MC68332 TPU interrupts

VCP · ‎05-07-2023

a) Following TPU module configuration is done in project

*M332_TPU_TMCR = 0x1e4c; /* TCR1 time base is selected = 250nsec,
TCR2 = 4usec, emulation mode */
*M332_TPU_TICR = 0x0370;/* Interrupt level is 3,interrupt vector-70, TPU base
vector */
*M332_TPU_CIER = 0x0;
*M332_TPU_CFSR0 = 0xeeee; /* Configure TPU Channels 12-15 as QOM */
*M332_TPU_CFSR1 = 0xeee0; /* Configure TPU Channels 9-11 as QOM */
*M332_TPU_CFSR2 = 0x0;
*M332_TPU_CFSR3 = 0x0;
*M332_TPU_HSQR0 = 0x0;
*M332_TPU_HSQR1 = 0x0;
*M332_TPU_HSRR0 = 0x5554; /* QOM output level zero */
*M332_TPU_HSRR1 = 0x0;
*M332_TPU_CPR0 = 0x0;
*M332_TPU_CPR1 = 0x0;
*M332_TPU_CISR = 0x0;

b) The status register is configured as below

"MOVE.W #0x2100,SR"

c) QOM FUNCTIONALITY 'e' selected for CHANNEL 9, 10 and 12

d) Interrupts enabled for CHANNEL 9, 10 and 12 as below

M332_TPU_CIER := "or"(M332_TPU_CIER,16#1600#);

Code stops execution after few minutes when TPU interrupts are enabled and ISRs are executed.

Can anybody please verify and confirm whether the above TPU configuration is correct?

VCP · ‎05-16-2023

1. We have assigned unique IARB values for only SIM, QSM and TPU modules.

2. Make sure that your code has "locks" between all variables shared between the ISRs and the mainline code. what does "locks" mean?

3. We have enabled interrupts for 5 TPU channels and assigned same priority levels to all 5 channels.

3. We are running code from external flash memory and we see that code execution stops by observing TPU channels suddenly stops driving in QOM functionality mode.

4. We have written exception handler routine for all CPU exceptions but observed it has not entered any of these routines.

5. We have not used any hardware/software watch dog

TomE · ‎05-16-2023

> what does "locks" mean?

https://en.wikipedia.org/wiki/Race_condition#Example

You will have variables and structures shared between the mainline code and the interrupt service routines. There has to be some form of mutex or "lock" to protect accesses. For a simple OS on a uniprocessor the normal way is to disable all interrupts around accesses in the mainline.

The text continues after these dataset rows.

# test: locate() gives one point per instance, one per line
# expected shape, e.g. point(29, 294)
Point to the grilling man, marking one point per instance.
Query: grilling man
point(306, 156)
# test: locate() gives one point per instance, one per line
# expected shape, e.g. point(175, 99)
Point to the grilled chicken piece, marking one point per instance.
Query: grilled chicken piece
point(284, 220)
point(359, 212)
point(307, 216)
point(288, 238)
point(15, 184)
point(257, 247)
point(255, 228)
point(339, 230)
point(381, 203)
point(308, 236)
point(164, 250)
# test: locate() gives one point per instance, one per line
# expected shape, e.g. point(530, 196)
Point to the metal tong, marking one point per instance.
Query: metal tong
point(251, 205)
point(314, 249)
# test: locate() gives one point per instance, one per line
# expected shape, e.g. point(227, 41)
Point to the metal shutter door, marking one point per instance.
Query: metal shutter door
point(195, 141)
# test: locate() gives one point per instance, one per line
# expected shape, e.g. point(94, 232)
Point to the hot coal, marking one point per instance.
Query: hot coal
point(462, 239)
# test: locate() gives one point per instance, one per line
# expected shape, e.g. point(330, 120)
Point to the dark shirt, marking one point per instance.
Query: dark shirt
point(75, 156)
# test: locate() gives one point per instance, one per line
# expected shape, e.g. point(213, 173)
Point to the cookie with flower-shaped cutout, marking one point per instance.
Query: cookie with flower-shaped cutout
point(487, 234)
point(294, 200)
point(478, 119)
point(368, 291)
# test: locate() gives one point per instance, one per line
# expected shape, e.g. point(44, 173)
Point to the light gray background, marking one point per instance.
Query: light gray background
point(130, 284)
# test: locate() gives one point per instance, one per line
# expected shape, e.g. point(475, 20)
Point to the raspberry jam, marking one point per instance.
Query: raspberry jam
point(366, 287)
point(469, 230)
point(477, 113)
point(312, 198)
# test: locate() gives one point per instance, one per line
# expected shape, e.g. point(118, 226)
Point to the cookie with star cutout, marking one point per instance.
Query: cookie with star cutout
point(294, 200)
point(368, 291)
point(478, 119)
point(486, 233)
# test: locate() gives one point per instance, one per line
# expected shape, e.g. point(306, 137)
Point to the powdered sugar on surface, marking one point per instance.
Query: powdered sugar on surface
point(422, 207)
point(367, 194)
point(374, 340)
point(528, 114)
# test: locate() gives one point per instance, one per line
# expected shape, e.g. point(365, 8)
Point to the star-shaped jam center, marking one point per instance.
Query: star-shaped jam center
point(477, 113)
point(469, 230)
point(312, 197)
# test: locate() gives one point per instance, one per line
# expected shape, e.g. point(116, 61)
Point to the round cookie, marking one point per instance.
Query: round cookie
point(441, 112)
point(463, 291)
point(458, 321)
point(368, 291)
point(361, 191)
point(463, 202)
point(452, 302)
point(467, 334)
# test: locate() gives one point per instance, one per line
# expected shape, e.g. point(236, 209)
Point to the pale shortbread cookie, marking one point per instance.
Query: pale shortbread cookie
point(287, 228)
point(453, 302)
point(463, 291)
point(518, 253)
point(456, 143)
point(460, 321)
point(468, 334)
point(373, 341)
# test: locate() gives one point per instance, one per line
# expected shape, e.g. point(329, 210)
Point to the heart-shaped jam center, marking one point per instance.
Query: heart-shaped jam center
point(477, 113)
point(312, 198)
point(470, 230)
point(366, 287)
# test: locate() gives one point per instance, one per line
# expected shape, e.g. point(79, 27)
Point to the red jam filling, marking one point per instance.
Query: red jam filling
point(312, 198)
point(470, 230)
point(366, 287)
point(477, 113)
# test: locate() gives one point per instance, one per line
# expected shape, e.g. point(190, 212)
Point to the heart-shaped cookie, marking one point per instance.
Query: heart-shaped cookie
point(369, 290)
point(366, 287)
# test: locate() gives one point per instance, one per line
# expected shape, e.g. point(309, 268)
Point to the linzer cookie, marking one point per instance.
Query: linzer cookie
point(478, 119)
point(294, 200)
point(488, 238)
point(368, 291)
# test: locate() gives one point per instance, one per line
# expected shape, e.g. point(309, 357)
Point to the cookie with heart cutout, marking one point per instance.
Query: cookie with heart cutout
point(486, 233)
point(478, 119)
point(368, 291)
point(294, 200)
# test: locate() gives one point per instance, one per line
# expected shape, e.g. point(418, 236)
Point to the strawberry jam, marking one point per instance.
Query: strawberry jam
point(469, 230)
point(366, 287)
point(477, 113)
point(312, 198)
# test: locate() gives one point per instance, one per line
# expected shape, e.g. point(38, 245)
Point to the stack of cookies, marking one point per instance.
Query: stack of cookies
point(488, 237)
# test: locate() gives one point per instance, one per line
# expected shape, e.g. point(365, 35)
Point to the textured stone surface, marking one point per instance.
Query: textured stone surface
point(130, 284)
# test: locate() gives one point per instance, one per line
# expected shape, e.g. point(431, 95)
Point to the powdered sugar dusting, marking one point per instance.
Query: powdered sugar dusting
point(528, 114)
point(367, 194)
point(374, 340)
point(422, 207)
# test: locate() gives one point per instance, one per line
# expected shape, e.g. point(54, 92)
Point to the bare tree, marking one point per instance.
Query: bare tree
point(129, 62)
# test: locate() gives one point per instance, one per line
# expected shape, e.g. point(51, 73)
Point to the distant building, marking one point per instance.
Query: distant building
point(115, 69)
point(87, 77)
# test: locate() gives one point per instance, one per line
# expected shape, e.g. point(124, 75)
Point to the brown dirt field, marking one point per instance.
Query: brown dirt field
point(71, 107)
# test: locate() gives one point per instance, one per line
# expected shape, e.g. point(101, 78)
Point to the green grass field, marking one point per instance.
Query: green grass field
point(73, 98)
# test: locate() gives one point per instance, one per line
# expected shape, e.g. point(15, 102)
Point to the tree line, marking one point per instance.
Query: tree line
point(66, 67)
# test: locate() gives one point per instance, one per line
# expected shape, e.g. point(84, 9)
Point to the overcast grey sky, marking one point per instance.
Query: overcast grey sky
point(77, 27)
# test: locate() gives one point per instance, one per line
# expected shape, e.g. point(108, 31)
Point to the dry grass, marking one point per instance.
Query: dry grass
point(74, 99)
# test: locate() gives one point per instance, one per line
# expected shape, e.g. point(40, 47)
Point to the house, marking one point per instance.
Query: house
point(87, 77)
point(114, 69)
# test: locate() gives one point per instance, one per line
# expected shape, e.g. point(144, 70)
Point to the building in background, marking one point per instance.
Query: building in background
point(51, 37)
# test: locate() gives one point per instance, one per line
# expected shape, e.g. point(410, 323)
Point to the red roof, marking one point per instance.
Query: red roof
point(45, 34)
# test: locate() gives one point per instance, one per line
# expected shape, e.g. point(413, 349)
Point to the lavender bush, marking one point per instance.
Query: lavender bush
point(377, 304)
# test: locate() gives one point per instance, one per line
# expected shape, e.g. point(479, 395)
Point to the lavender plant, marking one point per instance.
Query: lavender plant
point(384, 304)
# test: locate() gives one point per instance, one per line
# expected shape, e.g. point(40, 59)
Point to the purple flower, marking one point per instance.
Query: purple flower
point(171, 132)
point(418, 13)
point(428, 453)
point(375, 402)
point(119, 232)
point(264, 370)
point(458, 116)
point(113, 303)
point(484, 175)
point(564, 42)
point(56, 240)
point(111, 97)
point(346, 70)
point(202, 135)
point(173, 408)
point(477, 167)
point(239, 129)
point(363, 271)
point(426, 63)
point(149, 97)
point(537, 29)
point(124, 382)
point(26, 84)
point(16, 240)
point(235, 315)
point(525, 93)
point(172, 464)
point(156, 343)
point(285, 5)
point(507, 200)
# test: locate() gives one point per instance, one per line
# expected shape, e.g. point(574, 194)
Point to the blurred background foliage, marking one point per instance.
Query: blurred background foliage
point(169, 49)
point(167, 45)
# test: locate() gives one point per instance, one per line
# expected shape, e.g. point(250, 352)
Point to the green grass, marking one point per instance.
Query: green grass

The Coldfire and M68K are a little more complicated as they have multiple interrupt levels in the CPU (and not just in an interrupt controller). "Best practice" here is to have one function that disables interrupts and returns the current level, and a second one that restores the level. Your compiler library should provide a function like this, or you should write one yourself. Something like "asm_set_ipl()" being used here in our FlexCAN code:

    #define CAN_IPL 5
    uint16_t old_ipl = asm_set_ipl( CAN_IPL );
    // Done the way the manual says
    p->regs->msg_buf[RR_RESP_OBJ].ctrl_flags_len = 0x0800; // tx idle
    flexcan_id_to_devid( &p->regs->msg_buf[RR_RESP_OBJ], p_msg->id );
    p->regs->msg_buf[RR_RESP_OBJ].d0123 = *(uint32_t*)&p_msg->d[0];
    p->regs->msg_buf[RR_RESP_OBJ].d4567 = *(uint32_t*)&p_msg->d[4];
    p->regs->msg_buf[RR_RESP_OBJ].ctrl_flags_len = 0x0A00 | p_msg->len;
    volatile int timer = p->regs->timer; // unlock
    asm_set_ipl( old_ipl );

In most places in our code the above would be "old_ipl = asm_set_ipl(7)" to completely disable interrupts, but in this case we're only disabling to the level that the CAN interrupts run at, allowing higher ones to run.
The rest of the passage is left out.